28. Zur 2. Frage: Die hiesige Kammer sieht in einem Überlassungszeitraum von 55 Monaten jedenfalls keine vorübergehende Überlassung mehr. Auch aus Gründen der Rechtsklarheit und Rechtssicherheit wäre es wünschenswert, wenn der Europäische Gerichtshof eine klare zeitliche Grenze vorgegeben könnte. Möglicherweise kann insofern auch danach differenziert werden, ob ein Sachgrund (Vertretungsbedarf, vorübergehende Auftragsspitze oder Ähnliches) vorliegt oder ob dies nicht der Fall ist.
29. Zur Frage 3.1: Nach Artikel 10 Absatz 1 der Leiharbeitsrichtlinie sollen bei Verstößen Sanktionen vorgesehen werden. Von der Bundesregierung wurde in der Bundestagssitzung vom 24.03.2011 die Auffassung vertreten, man wolle die Richtlinie „vollständig, eins zu eins“ umsetzen (Bundestags-Plenarprotokoll, 17. Wahlperiode, Seite 11366). Trotzdem wurden bis zum 31.03.2017 keine Sanktionen für den Fall vorgesehen, dass die Überlassung nicht mehr als vorübergehend anzusehen ist. Insofern stellt sich die Frage, ob aus dem Unionrecht selbst als Sanktion abgeleitet werden kann, dass ein Arbeitsverhältnis mit dem entleihenden Unternehmen zustande kommt. Wenn schon das nationale Recht vorsieht, dass ein Arbeitsverhältnis zum Entleiher dann zustande kommt, wenn der Verleiher nicht die erforderliche behördliche Genehmigung zur Arbeitnehmerüberlassung besitzt, muss dann nicht wegen des Grundsatzes der praktischen Wirksamkeit („effet utile“) die gleiche Sanktion greifen, wenn die Überlassung nicht mehr „vorübergehend“ erfolgt?
30. Zur Frage 3.2: Dies betrifft die deutsche Regelung, die erstmal zum 01.04.2017 eine zeitliche Grenze von 18 Monaten als Überlassungshöchstdauer grundsätzlich vorschreibt. Im Übergangsrecht des § 19 Absatz 2 AÜG wird als Fristbeginn der 01.04.2017 angegeben. Die Mitgliedstaaten waren jedoch gemäß Artikel 11 der Leiharbeitsrichtlinie verpflichtet, diese Richtlinie spätestens zum 05.12.2011 umzusetzen. Damit konnten frühestens nach fast 7 Jahren in Deutschland erstmals Sanktionen zur Anwendung kommen. Wenn nach Auslegung der Leiharbeitsrichtlinie die Grenze der vorübergehenden Überlassung schon vor dem 01.04.2017 oder innerhalb eines Zeitraums von 18 Monaten danach überschritten wurde, dann könnte sich als Konsequenz ergeben, dass die Übergangsregelung ganz oder teilweise unberücksichtigt zu bleiben hat.

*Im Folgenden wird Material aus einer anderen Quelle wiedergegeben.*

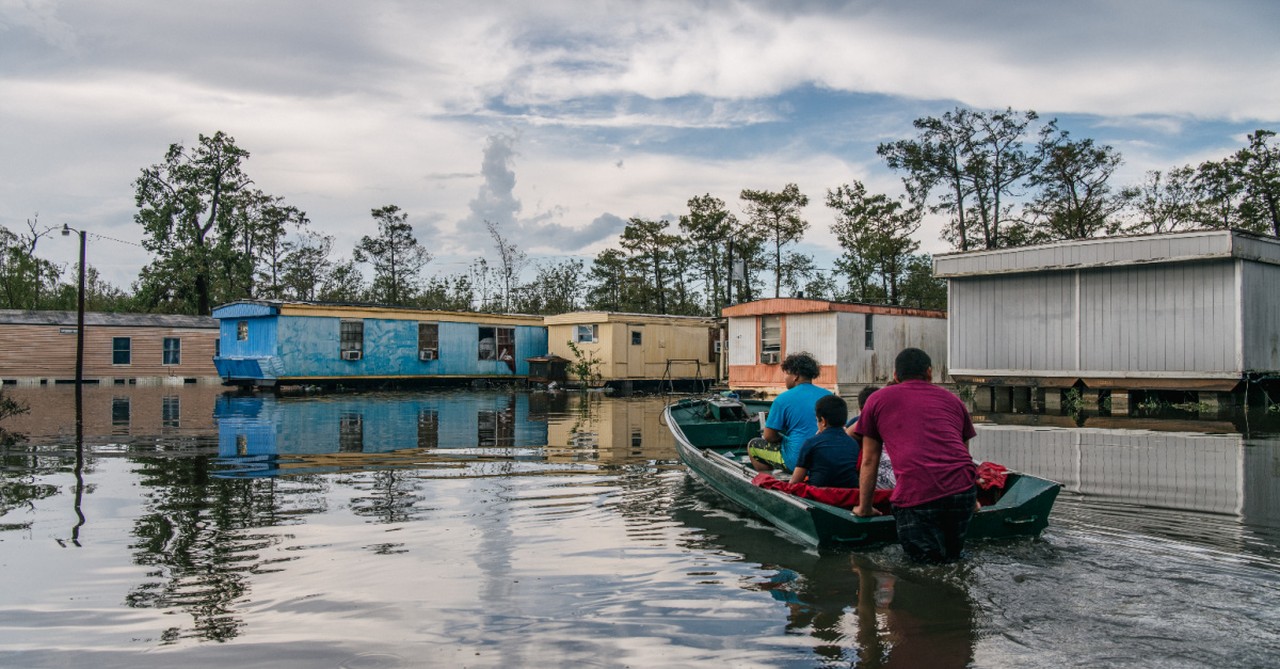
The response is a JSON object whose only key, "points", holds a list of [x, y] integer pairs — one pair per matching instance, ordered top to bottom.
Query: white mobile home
{"points": [[1187, 311], [854, 344]]}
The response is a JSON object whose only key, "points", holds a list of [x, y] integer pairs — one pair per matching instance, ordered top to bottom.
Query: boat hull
{"points": [[712, 450]]}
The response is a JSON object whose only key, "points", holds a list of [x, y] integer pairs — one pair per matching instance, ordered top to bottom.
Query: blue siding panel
{"points": [[309, 347]]}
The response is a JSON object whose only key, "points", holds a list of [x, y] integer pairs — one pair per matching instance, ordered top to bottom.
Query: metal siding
{"points": [[1168, 248], [1261, 314], [1160, 319], [1013, 322], [812, 333], [741, 340], [1164, 470]]}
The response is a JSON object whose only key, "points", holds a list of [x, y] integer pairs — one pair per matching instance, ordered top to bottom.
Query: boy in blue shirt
{"points": [[790, 421], [828, 458]]}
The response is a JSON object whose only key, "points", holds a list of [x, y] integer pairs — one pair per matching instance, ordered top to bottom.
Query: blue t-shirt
{"points": [[794, 417], [831, 458]]}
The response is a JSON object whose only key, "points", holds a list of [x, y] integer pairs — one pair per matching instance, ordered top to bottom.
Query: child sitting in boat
{"points": [[828, 458], [827, 463]]}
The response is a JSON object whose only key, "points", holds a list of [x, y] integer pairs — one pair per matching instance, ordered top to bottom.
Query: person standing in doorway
{"points": [[926, 431]]}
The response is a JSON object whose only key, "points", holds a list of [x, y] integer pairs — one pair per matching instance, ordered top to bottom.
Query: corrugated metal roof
{"points": [[1111, 252], [784, 305], [293, 307], [579, 317], [106, 320]]}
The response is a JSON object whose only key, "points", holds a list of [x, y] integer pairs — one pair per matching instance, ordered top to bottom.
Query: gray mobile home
{"points": [[1188, 311]]}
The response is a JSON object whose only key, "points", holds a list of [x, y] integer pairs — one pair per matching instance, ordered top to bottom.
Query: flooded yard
{"points": [[511, 528]]}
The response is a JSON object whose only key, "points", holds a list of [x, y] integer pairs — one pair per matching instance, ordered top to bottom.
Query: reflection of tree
{"points": [[21, 484], [391, 496], [196, 537]]}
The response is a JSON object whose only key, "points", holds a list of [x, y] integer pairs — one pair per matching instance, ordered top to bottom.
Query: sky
{"points": [[558, 120]]}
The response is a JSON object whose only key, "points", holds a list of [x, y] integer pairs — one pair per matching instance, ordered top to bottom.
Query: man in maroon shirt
{"points": [[927, 431]]}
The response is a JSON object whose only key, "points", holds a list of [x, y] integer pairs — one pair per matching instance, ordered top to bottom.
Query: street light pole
{"points": [[80, 322]]}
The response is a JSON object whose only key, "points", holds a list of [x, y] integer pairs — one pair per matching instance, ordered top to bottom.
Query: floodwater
{"points": [[494, 528]]}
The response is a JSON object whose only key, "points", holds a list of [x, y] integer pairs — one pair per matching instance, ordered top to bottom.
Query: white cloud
{"points": [[621, 109]]}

31. Zur Frage 3.3: Hier stellt sich die Frage, ob der nationale Gesetzgeber berechtigt ist, eine Überlassungshöchstdauer festzuschreiben, von der aber die Tarifvertragsparteien abweichen dürfen. Selbst wenn diese Frage bejaht wird, verbleibt als Problem, ob der Gesetzgeber ein solches Recht den Tarifvertragsparteien einräumen kann, die für die Arbeitsverhältnisse der Leiharbeitnehmer nicht zuständig sind. Deren Arbeitsverhältnis unterfällt fachlich den Tarifverträgen der Branche der Verleihunternehmen. Die hier durch den Gesetzgeber ermöglichte Abweichung betrifft aber Tarifverträge aus der Branche der entleihenden Unternehmen. Artikel 5 der Leiharbeitsrichtlinie sieht vor, dass auch durch die Tarifvertragsparteien abweichende Regelungen getroffen werden können. Dies betrifft aber nur Abweichungen vom Grundsatz der Gleichbehandlung im Sinne des Artikels 5 dieser Richtlinie. Darüber hinaus ist nicht ersichtlich, dass den Tarifvertragsparteien Kompetenzen im Hinblick auf die zeitliche Ausgestaltung der Überlassungsdauer eingeräumt worden wären. In diesem Fall verstieße § 1 Absatz 1b Satz 3 AÜG in der ab dem 01.04.2017 geltenden Fassung gegen Artikel 1 der Leiharbeitsrichtlinie.
IV. Aussetzung des Rechtsstreits
32. Gemäß § 148 Zivilprozessordnung war der Rechtsstreit bis zu einer Entscheidung des Europäischen Gerichtshofs auszusetzen.